Pasca Komisi Nasional Hak Asasi Manusia (Komnas HAM) mengirimkan surat ke Presiden Joko Widodo perihal permintaannya menutup pabrik semen di Rembang, Jawa Tengah, perwakilan dari warga ring 1 yang tinggal berdekatan dengan lokasi industri mendatangi kantor Komnas HAM pada selasa (18/4).
Kedatangan perwakilan dari warga ring 1 tersebut untuk meminta Komnas HAM agar tidak memperkeruh situasi terkait polemik pendirian pabrik semen di Rembang. Selain itu, warga tersebut juga menuntut Komnas HAM segera mengklarifikasi apa maksud dari surat yang dikirimkan ke Presiden Jokowi terkait penghentian proyek semen Rembang.
Didampingi oleh kuasa hukum tim penyelamat aset negara sekaligus pengacara senior, Achmad Michdan, warga ring 1 yang mendatangi kantor Komnas HAM juga meminta agar Komnas HAM mengerti apa sebenarnya yang terjadi di lapangan. Tidak hanya itu, warga Rembang juga meminta agar Komnas HAM mendatangi lokasi pabrik dan warga sekitar secara langsung.
Warga ring 1 mengaku, selama ini yang ramai berteriak untuk menolak pembangunan pabrik semen di Rembang mayoritas bukanlah orang Rembang asli.

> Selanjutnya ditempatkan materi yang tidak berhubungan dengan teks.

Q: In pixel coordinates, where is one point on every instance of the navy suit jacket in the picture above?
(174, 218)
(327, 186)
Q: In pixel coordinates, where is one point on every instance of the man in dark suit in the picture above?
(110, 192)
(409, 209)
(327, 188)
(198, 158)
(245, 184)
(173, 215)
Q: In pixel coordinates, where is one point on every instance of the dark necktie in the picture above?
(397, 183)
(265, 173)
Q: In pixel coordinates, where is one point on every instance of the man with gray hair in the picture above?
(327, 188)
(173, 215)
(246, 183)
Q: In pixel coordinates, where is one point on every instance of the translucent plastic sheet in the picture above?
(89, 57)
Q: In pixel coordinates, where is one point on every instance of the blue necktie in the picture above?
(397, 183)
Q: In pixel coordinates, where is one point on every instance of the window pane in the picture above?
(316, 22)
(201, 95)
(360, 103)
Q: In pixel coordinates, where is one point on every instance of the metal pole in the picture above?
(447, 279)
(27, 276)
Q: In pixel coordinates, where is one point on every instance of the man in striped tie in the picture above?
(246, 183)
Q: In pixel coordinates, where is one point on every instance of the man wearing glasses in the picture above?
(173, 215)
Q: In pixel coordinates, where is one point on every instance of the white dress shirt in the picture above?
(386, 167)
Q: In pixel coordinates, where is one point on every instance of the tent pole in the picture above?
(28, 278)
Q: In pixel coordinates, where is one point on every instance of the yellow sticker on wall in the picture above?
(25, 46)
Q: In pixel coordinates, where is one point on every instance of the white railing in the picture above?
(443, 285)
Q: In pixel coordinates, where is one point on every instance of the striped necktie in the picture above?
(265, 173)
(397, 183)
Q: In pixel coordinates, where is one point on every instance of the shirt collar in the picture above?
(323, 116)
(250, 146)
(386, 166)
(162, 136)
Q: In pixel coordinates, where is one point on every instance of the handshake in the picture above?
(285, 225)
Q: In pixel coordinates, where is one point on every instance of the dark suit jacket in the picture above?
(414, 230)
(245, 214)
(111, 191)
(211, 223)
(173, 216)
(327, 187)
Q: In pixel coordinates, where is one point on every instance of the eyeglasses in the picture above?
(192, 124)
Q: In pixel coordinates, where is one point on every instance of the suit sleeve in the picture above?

Penolakan tersebut juga ada bukan karena kesadaran masyarakat sendiri, namun dimobilisasi oleh oknum yang berkepentingan dalam penolakan tersebut.
Melihat apa yang disampaikan oleh warga ring 1 pabrik, tentu menjadi pertanyaan besar bagi kita kemana sebenarnya arah keberpihakan dari Komnas HAM. Dengan melayangkan surat penutupan pabrik kepada Presiden, Komnas HAM dinilai telah salah sasaran dan tidak mengerti apa yang menjadi harapan warga Rembang asli.
Padahal, seharusnya sebagai komisi pelindung Hak Asasi Manusia, Komnas HAM juga dituntut untuk memposisikan diri dalam kenetralannya. Komnas HAM tidak semestinya memihak kepada masyarakat yang menolak saja, namun tidak memperhatikan bagaimana nasib masyarakat yang pro.
Disamping itu, kita juga perlu mempertanyakan, jika Komnas HAM mengatasnamakan semua demi warga Rembang, maka warga Rembang yang mana yang dimaksud? Sebab, secara mayoritas hampir 95% warga yang berada di ring 1 mendukung pabrik milik perusahaan BUMN tersebut.
Warga Rembang menyayangkan ketika Komnas HAM juga mengambil langkah sama dengan aktivis lingkungan lainnya. Mereka mengatakan penolakan terhadap pabrik semen Rembang adalah untuk kepentingan kelestarian lingkungan di kawasan pegunungan Kendeng. Padahal sejak 1995 penambangan liar sudah ada di daerah Rembang dan sekitarnya. Lalu kenapa mereka acuh soal itu?
Oleh sebab itu, sekali lagi tidak semestinya Komnas HAM menunjukkan keberpihakannya kepada salah satu kubu terkait polemik pabrik semen di Rembang. Komnas HAM harus bisa menjalankan fungsinya sebagai pelindung Hak Asasi Manusia, baik yang pro maupun yang kontra  pembangunan pabrik semen di Rembang.